Differential effect of mild and severe pulmonary embolism on the rat lung transcriptome

Abstract

BACKGROUND: Pulmonary thromboembolism (PTE) is a common diagnosis and a leading cause of cardiovascular morbidity and mortality. A growing literature has associated PE with systemic inflammation, and global hyper-coagulability, which contribute to lung remodeling and clot recurrence. The source and mechanism of inflammation remains unstudied. In humans, inhibition of cholesterol synthesis with statins decreases biomarkers of inflammation. We test the differential effect of pulmonary vascular occlusion during mild and severe pulmonary embolism on the lung transcriptome.

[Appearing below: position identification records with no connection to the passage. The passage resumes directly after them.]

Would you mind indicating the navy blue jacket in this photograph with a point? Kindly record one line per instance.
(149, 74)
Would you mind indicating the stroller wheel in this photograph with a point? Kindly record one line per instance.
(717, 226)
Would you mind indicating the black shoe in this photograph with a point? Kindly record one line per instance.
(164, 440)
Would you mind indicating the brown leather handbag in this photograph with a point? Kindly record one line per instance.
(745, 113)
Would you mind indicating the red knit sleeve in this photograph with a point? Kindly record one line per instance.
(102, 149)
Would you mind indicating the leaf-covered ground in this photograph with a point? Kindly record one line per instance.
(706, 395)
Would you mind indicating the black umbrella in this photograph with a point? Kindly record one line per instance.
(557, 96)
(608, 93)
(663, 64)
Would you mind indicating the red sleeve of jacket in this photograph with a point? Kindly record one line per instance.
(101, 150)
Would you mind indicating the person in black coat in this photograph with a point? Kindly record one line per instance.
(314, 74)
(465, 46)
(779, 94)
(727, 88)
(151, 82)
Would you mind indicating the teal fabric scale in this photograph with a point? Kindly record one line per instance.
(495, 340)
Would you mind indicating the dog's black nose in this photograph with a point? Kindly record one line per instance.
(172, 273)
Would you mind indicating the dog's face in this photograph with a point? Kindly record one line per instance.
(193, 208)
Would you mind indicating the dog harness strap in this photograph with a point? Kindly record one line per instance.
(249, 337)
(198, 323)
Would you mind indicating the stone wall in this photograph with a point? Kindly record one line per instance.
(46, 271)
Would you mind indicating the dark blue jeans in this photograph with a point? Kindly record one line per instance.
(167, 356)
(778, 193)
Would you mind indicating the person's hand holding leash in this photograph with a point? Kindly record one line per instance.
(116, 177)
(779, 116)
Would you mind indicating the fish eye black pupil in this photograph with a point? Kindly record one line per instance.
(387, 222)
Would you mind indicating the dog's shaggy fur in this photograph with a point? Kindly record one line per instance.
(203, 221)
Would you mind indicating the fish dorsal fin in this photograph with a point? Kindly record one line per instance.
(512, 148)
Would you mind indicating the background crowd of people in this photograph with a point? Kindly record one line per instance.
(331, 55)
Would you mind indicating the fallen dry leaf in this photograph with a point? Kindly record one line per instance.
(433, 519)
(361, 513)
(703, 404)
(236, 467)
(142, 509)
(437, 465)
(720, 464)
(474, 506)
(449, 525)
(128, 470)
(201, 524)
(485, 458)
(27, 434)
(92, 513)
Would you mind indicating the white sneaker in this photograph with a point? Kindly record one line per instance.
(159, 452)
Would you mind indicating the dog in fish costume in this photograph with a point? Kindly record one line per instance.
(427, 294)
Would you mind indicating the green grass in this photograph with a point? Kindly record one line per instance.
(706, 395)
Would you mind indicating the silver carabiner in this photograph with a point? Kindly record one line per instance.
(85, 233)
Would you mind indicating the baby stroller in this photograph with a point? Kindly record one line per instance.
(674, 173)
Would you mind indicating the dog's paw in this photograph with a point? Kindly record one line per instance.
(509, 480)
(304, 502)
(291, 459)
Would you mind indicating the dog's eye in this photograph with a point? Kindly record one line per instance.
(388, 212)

METHODS: Experimental PE was induced in adult male rats by injection of 25 micron polystyrene microspheres into the jugular vein. The effect of Mild PE, (2-h right ventricular systolic pressure [RVSP] normal, 18-h RVSP 44 mmHg) and Severe PE (2-h RVSP > 50 mmHg; 18-h RVSP 44 mmHg) on lungs was assessed by measuring transcriptome-wide changes in gene expression by DNA microarrays. RESULTS: Severe PE was associated with a large change in lung gene expression and in the expression of KEGG pathways and other gene functional annotation groups. Mild PE was also associated with a large number of significant changes in gene expression and in the expression of KEGG pathways and gene functional annotation groups, even after only 2 h of PE. Up-regulated pathways included increased adipocytokine, chemokine and cytokine signaling as well as cholesterol synthesis. CONCLUSIONS: Mild PE without acute pulmonary hypertension (PH) increased lung gene expression of inflammatory pathways, including increased cholesterol synthesis. These data indicate that even mild persistent pulmonary vascular occlusion is capable of inciting an inflammatory response from the lung. These data imply the detrimental effect of unresolved pulmonary obstruction from PE.